Best practices for choosing measurement, tags and fields

Hi everyone,

We are currently facing the challenge of storing various sensor data in an InfluxDB and do not know exactly how to name the measurements, tags and fields optimally. Specifically, we need to store sensors that have a unique ID and a fixed installation location. A wide variety of areas are measured, such as the fill level of a waste garbage can or the meter reading of an electricity meter. However, the sensor not only transmits a sensor value, but usually also the temperature and battery level.

In our opinion, data that does not change regularly should be stored separately as metadata, such as the installation location.

In this example, are the measured variables such as consumption, fill level, temperature and battery level suitable measurements, or does it make more sense to select the sensor IDs as measurements? What are suitable tags and suitable field_keys?

@Chris_KIP A few questions:

  • What version of InfluxDB are you using? This may change some of the schema recommendations.
  • How many different unique sensor IDs do you expect to have? Thousands? Millions?

Generally speaking, a measurement should contain a logical grouping of related metrics.

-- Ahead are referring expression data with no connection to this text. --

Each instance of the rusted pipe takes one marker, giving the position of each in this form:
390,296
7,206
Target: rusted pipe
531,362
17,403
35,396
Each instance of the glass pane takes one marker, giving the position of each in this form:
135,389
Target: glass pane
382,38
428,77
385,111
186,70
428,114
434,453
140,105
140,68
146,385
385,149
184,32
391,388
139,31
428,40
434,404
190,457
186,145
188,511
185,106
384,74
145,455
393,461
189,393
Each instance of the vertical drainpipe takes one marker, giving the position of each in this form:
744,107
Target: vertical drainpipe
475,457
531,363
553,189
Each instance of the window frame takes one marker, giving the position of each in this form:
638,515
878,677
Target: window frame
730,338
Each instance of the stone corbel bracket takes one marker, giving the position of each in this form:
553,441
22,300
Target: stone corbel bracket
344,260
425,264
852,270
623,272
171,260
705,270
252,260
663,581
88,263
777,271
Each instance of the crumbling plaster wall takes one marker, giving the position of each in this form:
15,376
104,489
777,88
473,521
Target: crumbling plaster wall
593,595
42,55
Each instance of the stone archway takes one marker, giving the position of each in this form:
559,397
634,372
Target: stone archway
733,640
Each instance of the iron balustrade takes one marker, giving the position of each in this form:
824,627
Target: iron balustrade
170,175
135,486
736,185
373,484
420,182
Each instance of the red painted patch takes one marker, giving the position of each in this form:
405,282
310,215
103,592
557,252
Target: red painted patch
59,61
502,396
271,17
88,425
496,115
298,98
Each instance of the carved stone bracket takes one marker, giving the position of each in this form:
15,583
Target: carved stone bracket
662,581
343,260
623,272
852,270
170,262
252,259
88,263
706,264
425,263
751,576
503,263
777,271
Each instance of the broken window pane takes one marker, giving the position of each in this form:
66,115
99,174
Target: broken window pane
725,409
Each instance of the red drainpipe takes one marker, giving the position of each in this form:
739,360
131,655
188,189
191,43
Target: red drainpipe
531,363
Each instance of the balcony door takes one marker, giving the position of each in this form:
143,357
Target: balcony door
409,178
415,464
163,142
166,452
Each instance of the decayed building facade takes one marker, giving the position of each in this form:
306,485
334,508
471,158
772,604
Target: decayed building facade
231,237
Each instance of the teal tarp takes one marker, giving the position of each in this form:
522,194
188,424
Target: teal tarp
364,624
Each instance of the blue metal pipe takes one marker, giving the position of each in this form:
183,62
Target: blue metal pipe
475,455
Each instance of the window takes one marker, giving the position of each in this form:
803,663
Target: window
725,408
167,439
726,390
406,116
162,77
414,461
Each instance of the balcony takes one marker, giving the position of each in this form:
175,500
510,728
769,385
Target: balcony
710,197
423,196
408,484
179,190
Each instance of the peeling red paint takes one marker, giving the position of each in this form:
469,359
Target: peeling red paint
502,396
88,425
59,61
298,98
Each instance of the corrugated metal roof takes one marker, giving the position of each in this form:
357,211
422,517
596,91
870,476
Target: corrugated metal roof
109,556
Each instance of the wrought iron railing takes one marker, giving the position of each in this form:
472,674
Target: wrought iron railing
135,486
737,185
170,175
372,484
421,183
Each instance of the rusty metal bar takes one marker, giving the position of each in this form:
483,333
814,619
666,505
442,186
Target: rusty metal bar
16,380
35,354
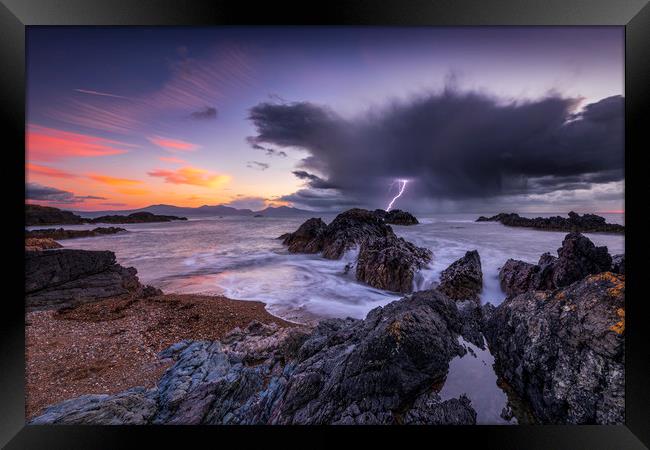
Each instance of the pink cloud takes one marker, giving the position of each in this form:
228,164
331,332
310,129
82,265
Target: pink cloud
172,144
191,175
48,144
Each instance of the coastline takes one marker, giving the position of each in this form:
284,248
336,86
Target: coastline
109,346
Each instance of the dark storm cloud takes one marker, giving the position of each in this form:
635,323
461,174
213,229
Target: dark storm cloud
452,145
252,141
35,191
257,165
209,112
313,181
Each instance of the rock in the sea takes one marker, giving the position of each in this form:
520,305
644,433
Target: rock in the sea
308,238
390,263
60,233
577,258
381,370
618,264
46,215
349,229
563,350
36,244
66,277
575,222
399,217
463,279
138,217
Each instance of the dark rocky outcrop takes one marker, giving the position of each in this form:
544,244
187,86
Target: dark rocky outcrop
577,258
563,350
60,233
381,370
46,215
587,223
139,217
463,279
390,263
66,277
618,264
349,229
36,244
308,238
399,217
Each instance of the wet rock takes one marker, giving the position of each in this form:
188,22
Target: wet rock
60,233
136,406
36,244
618,264
399,217
139,217
348,230
374,371
308,238
463,279
64,277
577,258
391,263
575,222
563,350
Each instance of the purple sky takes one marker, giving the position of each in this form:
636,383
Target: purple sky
126,117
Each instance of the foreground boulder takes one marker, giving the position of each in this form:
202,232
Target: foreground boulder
575,222
380,370
618,264
577,258
391,263
563,350
463,279
60,233
349,229
308,238
139,217
65,277
35,244
399,217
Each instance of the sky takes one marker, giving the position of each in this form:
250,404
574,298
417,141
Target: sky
472,118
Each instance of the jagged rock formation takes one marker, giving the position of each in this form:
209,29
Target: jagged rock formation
45,215
308,238
399,217
139,217
391,263
618,264
577,258
563,350
575,222
35,244
380,370
463,279
65,277
60,233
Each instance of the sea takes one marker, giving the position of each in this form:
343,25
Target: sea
242,258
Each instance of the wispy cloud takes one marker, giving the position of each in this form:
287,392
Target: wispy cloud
101,94
191,175
49,144
173,144
35,169
171,159
257,165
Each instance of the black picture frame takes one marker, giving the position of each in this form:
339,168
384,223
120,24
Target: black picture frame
634,15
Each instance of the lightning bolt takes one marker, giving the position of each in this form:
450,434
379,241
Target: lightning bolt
399,194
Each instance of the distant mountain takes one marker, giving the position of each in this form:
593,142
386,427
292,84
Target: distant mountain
204,211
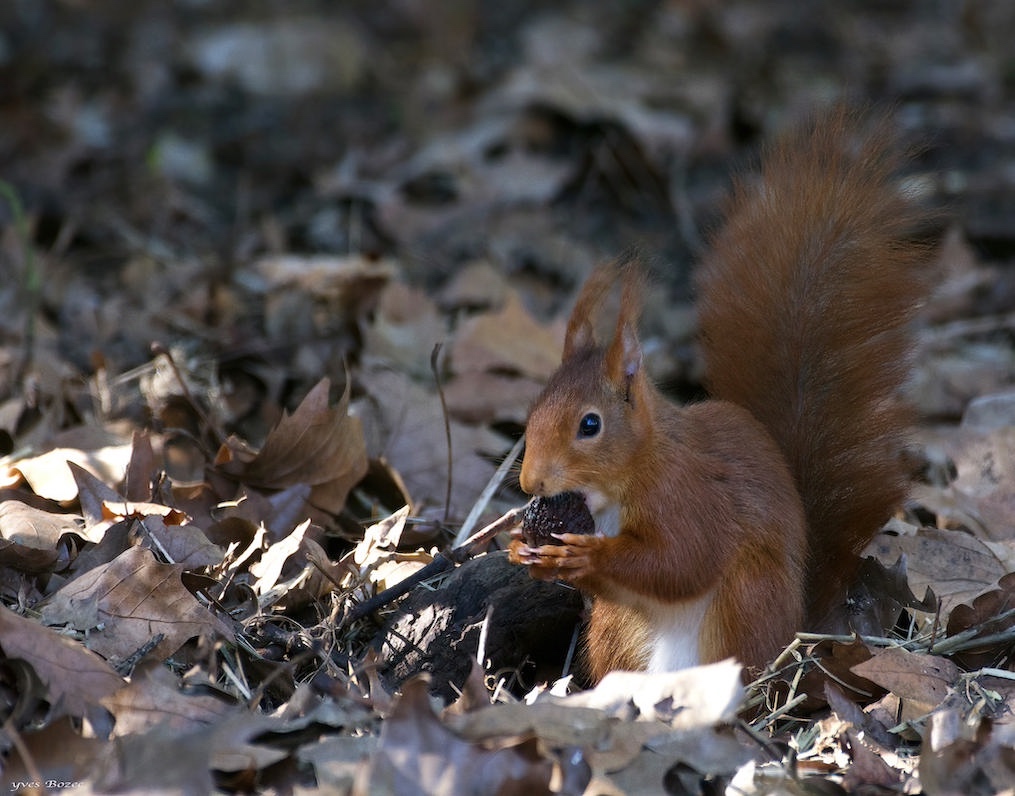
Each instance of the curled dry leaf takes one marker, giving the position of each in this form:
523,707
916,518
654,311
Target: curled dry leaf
153,697
76,677
985,613
136,598
319,445
417,753
102,453
923,679
956,566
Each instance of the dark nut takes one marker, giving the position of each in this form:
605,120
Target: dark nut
563,513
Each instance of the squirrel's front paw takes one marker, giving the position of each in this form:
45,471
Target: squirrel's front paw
569,560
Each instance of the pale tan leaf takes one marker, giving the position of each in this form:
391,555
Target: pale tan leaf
137,598
510,339
75,676
153,697
319,445
924,678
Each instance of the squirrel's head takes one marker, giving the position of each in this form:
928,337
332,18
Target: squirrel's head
587,426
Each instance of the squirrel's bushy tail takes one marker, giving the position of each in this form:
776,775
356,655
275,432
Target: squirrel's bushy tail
806,303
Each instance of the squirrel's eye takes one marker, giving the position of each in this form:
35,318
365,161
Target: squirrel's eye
590,424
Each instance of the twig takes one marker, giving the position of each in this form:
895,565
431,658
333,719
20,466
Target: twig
23,752
487,493
32,280
442,562
434,356
158,349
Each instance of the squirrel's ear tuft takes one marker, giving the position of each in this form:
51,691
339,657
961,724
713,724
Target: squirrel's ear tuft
623,357
581,333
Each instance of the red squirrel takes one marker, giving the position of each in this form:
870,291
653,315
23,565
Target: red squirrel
726,526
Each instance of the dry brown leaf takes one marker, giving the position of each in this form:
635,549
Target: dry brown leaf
406,426
338,761
700,697
490,397
404,330
319,445
34,527
955,566
508,340
183,544
926,679
982,614
102,453
136,598
268,570
59,752
154,697
76,677
168,759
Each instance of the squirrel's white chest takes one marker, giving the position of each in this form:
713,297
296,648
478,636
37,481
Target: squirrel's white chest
676,631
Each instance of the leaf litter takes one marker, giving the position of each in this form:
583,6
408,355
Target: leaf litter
187,530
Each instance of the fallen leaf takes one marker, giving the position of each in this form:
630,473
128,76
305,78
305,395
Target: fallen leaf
508,340
154,698
102,454
406,426
956,566
137,598
76,678
926,679
417,753
318,445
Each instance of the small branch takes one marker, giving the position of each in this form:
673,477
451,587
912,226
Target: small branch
434,361
443,562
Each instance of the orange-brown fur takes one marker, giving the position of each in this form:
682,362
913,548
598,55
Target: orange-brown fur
761,496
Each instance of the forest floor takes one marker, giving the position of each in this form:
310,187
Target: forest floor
278,287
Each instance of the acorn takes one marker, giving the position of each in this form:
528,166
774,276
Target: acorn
562,513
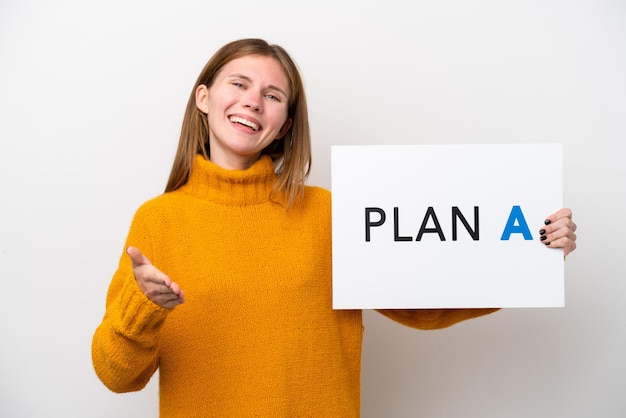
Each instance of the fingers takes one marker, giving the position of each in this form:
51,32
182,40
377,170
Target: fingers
136,257
559,231
155,284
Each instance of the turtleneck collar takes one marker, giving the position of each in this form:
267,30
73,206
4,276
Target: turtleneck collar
232,187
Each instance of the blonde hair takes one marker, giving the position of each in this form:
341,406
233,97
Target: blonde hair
291,154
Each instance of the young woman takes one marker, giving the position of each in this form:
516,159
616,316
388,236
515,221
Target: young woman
250,244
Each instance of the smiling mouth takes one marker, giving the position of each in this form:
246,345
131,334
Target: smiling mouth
245,122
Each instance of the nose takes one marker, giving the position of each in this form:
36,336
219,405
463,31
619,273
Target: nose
253,101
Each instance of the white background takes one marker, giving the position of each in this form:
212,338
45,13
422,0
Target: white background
91,100
448,272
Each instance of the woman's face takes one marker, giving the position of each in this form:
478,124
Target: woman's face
247,109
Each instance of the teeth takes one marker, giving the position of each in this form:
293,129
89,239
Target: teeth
244,122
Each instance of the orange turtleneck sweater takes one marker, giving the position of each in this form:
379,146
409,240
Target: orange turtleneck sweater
257,335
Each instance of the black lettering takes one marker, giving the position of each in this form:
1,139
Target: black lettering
396,228
369,223
430,213
456,214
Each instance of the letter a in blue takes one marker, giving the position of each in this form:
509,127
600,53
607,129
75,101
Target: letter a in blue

All points in a measurement should be homogeneous, meaning all rows (timestamp) should have values for all columns. I might suggest using the type/class or interval at which data is reported to determine a measurement. For example:

  • garbage (measurement)

    • sensor_id (tag)
    • sensor_temp (field)
    • sensor_battery_level (field)
    • fill_level (field)
  • electricity (measurement)

    • sensor_id (tag)
    • sensor_temp (field)
    • sensor_battery_level (field)
    • meter_reading (field)

But answers to the question above will help to choose the best path forward.

Hi @scott , thanks for your answer!

  • Right now, we’re using the self-hosted InfluxDB, Version 2.X
  • For this project, about a houndred unique sensors are the be expected

With the storage engine in 2.x (TSM), tag cardinality (number of unique tag values) can be a performance limiting factor, but only in the 100,000s to 1,000,000s, so you shouldn’t have any problems there.

I’d store the sensor IDs as a tag. After that, it’s really just deciding how you want to (or not want to) split data up into measurements. While homogenous measurements are still recommended with the TSM storage engine, they’re not as important as they are with the 3.x storage engine, so you could just store everything in a single measurement. It’s really just a matter of preference.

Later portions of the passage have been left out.